Sara found her dream job when she joined “Today in St. Louis” at KSDK in
2011. “People invite us into their homes every morning and count on us to give them the news and information they need before heading out the door to start their day,” she says. “I love the people behind the stories. And I love that journalism is never the same; every day, every hour, it’s always changing.”
Sara admits that it’s tough reporting on serious accidents, abductions and death and disaster. “It’s awful but reality,” she explains. “So I try to be positive and sensitive, while delivering facts and being informative. It’s also a reality check on a daily basis, reminding me that we are all going through life together, as a city, as a country, as a member of our community. You can’t predict the unpredictable.”
Sara turns to the experienced news team at KSDK for inspiration and mentorship. Anchors Jennifer Bloom and Pat McGonigle, meteorologist Scott Connell and Bree Smith and the entire morning crew are like family to Sara. “They all are so talented and professional, there isn’t a tough situation they haven’t been in, and they offer so much support and guidance for reporters at any stage in their career.”
Growing up with the media spotlight on her dad wasn’t the only part of Sara’s childhood that primed her to be comfortable in front of the camera. As a competitive dancer, performing on stage backed Sara with confidence at an early age.
“Being a dancer definitely gave me confidence and a competitive edge because it taught me how to be ‘on’ all the time—it’s great training for broadcast journalism. Having confidence on stage translates well to being in front of a camera but also it gives you the ability to tackle anything that comes your way in life.”
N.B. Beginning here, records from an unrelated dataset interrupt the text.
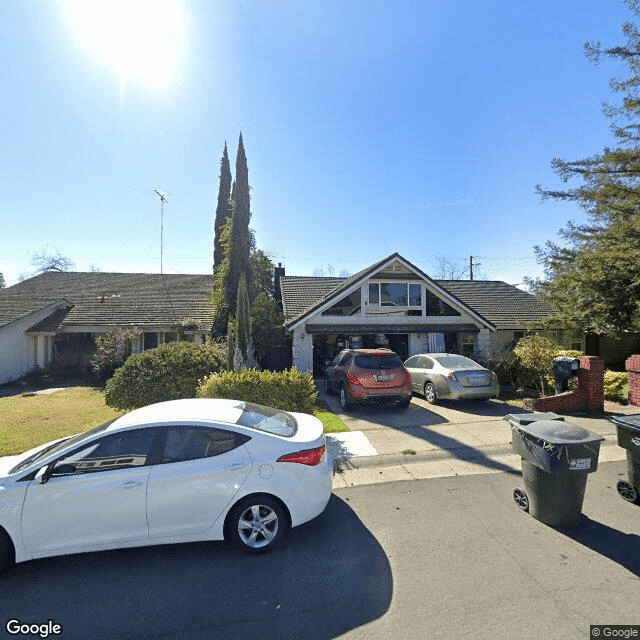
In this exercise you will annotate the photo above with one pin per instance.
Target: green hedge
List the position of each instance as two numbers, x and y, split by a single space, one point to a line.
288 390
169 372
616 386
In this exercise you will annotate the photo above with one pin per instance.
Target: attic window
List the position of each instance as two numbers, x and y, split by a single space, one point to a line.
395 294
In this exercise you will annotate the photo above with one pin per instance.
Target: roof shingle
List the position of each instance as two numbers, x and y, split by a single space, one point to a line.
113 299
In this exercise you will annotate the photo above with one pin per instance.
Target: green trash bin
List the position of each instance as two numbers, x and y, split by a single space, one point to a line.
628 431
557 458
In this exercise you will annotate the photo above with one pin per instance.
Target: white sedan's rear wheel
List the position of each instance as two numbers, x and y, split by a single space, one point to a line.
257 523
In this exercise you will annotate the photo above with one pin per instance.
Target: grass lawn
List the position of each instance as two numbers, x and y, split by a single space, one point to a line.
331 422
29 420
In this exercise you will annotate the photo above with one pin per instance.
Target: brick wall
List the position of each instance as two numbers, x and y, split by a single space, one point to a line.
589 394
633 367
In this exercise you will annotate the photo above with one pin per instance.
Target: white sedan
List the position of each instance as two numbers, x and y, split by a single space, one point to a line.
177 471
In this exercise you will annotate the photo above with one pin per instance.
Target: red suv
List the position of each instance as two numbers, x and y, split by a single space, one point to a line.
368 375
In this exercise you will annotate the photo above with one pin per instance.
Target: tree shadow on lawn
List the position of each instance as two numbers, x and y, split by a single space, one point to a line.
327 577
415 421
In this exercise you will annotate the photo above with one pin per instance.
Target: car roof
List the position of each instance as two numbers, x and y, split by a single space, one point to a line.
372 352
188 410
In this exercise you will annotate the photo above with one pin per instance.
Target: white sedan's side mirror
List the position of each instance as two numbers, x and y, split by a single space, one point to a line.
44 474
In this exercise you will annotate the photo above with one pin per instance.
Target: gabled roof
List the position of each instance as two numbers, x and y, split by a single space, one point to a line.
295 314
503 304
497 303
113 299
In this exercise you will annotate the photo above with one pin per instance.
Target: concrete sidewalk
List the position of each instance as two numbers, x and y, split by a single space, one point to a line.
432 441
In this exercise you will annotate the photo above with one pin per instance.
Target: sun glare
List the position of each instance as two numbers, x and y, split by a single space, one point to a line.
140 40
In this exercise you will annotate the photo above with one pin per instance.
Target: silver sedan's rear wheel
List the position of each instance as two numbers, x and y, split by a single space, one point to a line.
257 523
430 394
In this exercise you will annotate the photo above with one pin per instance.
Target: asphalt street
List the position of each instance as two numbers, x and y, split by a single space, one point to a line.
450 557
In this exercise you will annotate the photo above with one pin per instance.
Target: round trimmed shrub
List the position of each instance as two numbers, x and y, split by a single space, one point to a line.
169 372
289 390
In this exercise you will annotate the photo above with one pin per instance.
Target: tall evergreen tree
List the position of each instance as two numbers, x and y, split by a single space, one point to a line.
237 243
593 277
241 236
223 210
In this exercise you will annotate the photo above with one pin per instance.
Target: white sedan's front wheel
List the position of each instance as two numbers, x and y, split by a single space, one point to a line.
257 523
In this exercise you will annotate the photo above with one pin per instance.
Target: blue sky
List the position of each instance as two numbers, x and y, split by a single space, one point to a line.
370 127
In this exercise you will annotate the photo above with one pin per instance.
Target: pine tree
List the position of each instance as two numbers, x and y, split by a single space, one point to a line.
593 277
223 210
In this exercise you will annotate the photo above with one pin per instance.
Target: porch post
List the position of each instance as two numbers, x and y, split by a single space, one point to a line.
302 350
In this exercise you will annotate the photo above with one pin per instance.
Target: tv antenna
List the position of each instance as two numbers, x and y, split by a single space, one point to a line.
163 199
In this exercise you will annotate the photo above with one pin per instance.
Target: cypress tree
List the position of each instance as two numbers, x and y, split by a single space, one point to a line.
241 237
223 210
243 318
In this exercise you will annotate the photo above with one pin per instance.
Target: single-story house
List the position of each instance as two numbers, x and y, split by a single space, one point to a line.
393 303
55 316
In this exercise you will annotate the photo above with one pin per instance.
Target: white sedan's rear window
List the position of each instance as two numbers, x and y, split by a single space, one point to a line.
267 419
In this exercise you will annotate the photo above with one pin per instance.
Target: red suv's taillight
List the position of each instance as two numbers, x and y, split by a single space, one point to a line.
310 457
352 378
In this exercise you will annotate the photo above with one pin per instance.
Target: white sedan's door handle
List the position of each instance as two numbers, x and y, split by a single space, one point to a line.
130 484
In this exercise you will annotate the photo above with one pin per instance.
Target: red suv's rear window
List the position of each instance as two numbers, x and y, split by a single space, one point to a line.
383 361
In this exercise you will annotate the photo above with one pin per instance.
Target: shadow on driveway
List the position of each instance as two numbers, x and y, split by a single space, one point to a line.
623 548
329 576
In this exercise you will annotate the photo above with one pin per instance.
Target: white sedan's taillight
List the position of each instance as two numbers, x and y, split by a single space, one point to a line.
310 457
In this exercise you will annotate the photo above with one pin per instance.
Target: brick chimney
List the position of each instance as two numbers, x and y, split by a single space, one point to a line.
278 273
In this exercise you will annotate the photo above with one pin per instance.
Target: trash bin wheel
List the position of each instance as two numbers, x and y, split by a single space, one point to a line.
521 498
628 491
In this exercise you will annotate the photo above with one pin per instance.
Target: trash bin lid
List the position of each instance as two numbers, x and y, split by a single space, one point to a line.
526 418
632 422
559 432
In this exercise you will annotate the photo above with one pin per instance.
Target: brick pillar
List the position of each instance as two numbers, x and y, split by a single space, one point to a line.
633 367
591 382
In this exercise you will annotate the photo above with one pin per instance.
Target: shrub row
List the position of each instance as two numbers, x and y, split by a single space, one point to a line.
184 370
289 390
616 386
169 372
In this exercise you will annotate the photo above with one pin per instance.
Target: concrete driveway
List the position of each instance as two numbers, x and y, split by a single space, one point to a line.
424 427
381 435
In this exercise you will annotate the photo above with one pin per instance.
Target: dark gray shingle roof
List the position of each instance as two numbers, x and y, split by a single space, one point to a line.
502 304
113 299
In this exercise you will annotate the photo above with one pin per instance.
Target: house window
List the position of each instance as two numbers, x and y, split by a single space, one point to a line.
395 294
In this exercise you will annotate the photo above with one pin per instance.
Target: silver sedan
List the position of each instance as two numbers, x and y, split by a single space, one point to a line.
446 376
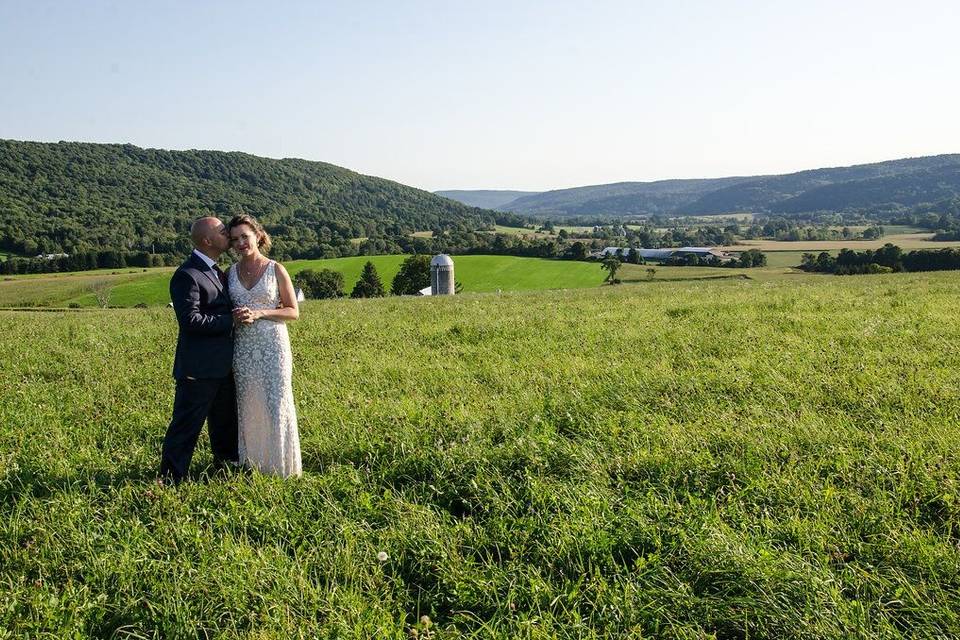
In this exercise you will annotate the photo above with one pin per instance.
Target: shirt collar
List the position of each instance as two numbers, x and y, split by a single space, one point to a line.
206 259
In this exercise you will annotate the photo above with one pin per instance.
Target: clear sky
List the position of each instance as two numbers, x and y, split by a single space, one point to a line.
500 95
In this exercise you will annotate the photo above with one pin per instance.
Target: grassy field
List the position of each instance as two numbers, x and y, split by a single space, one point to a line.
477 273
905 241
720 459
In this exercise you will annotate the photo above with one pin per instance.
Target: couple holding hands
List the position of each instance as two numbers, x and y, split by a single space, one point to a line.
233 366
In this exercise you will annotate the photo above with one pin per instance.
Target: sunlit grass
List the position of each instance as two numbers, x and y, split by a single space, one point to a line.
675 459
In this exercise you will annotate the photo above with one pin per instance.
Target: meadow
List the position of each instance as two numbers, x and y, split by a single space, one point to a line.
908 239
713 459
130 287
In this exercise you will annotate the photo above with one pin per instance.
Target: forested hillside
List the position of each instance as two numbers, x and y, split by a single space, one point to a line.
892 185
74 197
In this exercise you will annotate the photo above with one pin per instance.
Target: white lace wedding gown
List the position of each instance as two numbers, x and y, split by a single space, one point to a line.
263 370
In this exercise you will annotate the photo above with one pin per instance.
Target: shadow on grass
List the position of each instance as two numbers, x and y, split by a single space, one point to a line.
39 483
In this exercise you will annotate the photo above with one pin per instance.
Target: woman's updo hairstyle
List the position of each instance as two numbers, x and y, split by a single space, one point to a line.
263 238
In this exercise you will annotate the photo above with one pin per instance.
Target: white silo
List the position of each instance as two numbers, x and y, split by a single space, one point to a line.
441 276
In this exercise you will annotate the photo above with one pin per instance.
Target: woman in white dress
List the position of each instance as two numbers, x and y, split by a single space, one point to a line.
263 301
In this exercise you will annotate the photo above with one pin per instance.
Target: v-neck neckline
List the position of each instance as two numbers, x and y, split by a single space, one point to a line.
254 285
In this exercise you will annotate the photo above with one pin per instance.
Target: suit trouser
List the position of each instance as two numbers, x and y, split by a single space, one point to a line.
210 399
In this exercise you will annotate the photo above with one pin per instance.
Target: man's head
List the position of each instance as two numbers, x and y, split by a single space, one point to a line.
210 236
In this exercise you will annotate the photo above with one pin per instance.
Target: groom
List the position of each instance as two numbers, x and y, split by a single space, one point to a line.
203 362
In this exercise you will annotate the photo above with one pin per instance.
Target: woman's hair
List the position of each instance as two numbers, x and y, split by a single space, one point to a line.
263 238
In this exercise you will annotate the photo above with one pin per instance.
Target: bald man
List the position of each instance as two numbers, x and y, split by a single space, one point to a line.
203 364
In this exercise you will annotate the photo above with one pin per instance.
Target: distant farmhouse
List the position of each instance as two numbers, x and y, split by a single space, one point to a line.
662 255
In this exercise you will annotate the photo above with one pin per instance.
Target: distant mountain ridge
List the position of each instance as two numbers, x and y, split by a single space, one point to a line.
74 196
484 198
898 183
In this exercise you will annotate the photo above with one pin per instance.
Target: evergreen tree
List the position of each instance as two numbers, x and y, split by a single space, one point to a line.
369 284
413 276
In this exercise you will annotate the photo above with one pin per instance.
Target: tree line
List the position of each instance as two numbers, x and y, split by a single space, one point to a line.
889 258
413 276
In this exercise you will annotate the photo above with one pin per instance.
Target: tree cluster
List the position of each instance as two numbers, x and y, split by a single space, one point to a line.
888 258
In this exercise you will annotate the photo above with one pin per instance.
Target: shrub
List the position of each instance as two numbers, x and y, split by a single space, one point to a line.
319 285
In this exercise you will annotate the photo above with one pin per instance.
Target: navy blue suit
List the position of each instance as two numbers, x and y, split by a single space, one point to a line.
203 369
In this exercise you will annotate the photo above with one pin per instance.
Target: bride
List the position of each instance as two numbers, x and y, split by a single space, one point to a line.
263 300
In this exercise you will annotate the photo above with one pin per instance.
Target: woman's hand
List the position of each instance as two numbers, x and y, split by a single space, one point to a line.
245 315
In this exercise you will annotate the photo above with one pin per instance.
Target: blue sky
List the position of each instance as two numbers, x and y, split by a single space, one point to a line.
511 95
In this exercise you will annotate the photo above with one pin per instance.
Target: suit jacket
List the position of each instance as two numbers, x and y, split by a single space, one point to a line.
204 313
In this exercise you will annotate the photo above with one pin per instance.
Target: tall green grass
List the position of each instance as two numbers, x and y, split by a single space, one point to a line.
723 459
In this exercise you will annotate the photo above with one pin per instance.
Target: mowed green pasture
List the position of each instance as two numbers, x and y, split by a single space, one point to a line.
151 287
718 459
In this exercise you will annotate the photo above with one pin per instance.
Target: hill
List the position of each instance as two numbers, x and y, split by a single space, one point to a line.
485 199
74 197
726 460
892 184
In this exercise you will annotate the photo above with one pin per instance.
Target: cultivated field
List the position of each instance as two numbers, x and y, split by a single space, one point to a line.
719 459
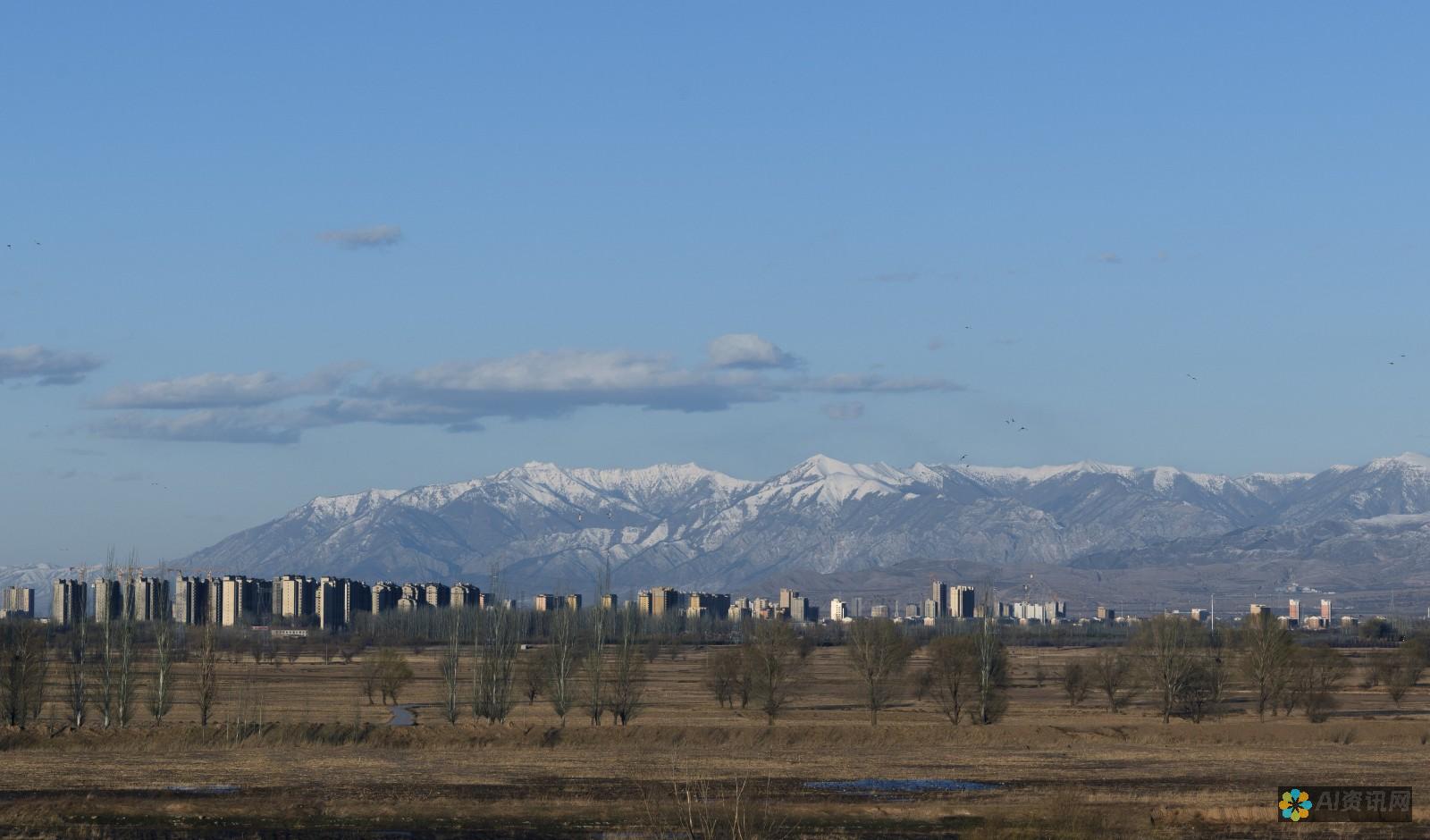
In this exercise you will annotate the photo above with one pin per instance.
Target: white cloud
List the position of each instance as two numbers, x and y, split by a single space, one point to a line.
364 238
748 352
211 424
843 410
219 391
47 366
459 396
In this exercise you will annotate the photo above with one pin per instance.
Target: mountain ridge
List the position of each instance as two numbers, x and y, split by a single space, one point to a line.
543 525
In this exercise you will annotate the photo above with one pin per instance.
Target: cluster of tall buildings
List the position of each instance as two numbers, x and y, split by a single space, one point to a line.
18 601
236 599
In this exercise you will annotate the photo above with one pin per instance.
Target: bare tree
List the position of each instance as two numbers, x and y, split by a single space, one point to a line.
628 670
771 653
1112 673
206 673
879 653
497 639
161 689
368 676
23 665
722 675
1074 682
76 675
991 677
450 668
950 675
1167 649
1319 672
562 660
1266 660
534 675
595 668
1399 672
393 673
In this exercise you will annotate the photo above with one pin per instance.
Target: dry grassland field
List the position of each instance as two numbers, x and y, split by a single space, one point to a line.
326 761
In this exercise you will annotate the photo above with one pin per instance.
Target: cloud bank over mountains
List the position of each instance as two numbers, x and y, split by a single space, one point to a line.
45 365
461 396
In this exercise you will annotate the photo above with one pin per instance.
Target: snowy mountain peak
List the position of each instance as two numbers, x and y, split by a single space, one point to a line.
686 525
1408 458
821 466
348 506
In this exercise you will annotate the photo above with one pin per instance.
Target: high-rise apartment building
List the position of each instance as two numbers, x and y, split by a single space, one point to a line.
18 601
963 601
109 601
664 601
247 599
436 594
68 601
940 599
338 599
295 596
190 601
385 596
147 599
704 603
465 594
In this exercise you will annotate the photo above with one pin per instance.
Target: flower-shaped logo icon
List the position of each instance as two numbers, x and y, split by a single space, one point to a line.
1296 804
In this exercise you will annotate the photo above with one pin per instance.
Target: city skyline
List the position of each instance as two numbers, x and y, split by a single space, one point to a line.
483 236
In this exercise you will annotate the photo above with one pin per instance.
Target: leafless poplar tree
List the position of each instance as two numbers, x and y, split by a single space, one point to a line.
450 668
562 659
162 690
206 673
76 675
23 668
1076 682
628 670
991 675
595 668
497 639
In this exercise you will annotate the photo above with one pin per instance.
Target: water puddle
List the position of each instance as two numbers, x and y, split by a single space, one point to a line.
204 789
874 786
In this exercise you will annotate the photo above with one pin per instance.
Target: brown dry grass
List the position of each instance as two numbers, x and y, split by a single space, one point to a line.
325 759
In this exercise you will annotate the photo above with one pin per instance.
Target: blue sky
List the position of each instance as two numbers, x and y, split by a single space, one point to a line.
307 248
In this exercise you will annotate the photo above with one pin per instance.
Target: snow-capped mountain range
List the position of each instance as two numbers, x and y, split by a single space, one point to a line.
547 526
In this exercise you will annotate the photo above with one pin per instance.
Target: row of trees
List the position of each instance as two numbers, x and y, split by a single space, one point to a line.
593 661
1186 670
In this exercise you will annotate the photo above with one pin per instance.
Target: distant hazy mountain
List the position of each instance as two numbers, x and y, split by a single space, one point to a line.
545 526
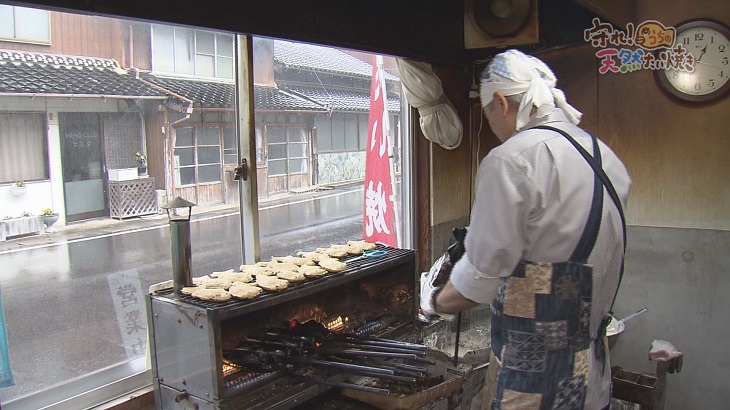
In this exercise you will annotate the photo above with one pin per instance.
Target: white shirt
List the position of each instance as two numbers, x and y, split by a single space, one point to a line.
533 194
Sara is always up for the next challenge both in life and in journalism.
“Becoming a respected journalist requires dedication and hard work,” she says. “By choosing to be in this profession, you’re setting yourself in the direct path of feedback—both positive and negative; some wanted and more unwanted. You have to make the best decisions you can at the time, stay true to who you are and think about if you want to be a one-hit wonder or legendary musician. It’s a combination of talent and integrity.”
SARA ON ST. LOUIS
“It was an amazing experience growing up watching my dad play baseball as a
Cardinal. The team’s history, the fans, all the great sports moments—St. Louis is the
best baseball city in America. And the Cardinals, it’s really a family. There are ushers that have been with the team since I was a baby at the old Busch. I love St. Louis; something always brings people back here. It’s the biggest small city in America. Everyone is connected somehow, it’s not six degrees of separation; it’s like three.”
The morning show comes with crazy hours. Sara plans to be in bed by 8 p.m., wakes up at 1:30 a.m., gets to the station around 2:45 a.m., and is on air by 4 a.m. But the upside down sleep schedule is one of the biggest benefits of the job—because it allows her to spend most of the day with her young son, Dax.
“The best thing about my hours is that my son is sleeping during most of them, so I’m not actually away from him that long. I get off work around 11 a.m., so I get to be with Dax all day. I don’t have to put him in daycare. And I get to put him to bed every night. My job allows me to spend so much quality time with him. And I wouldn’t want that any other way. He is my priority.”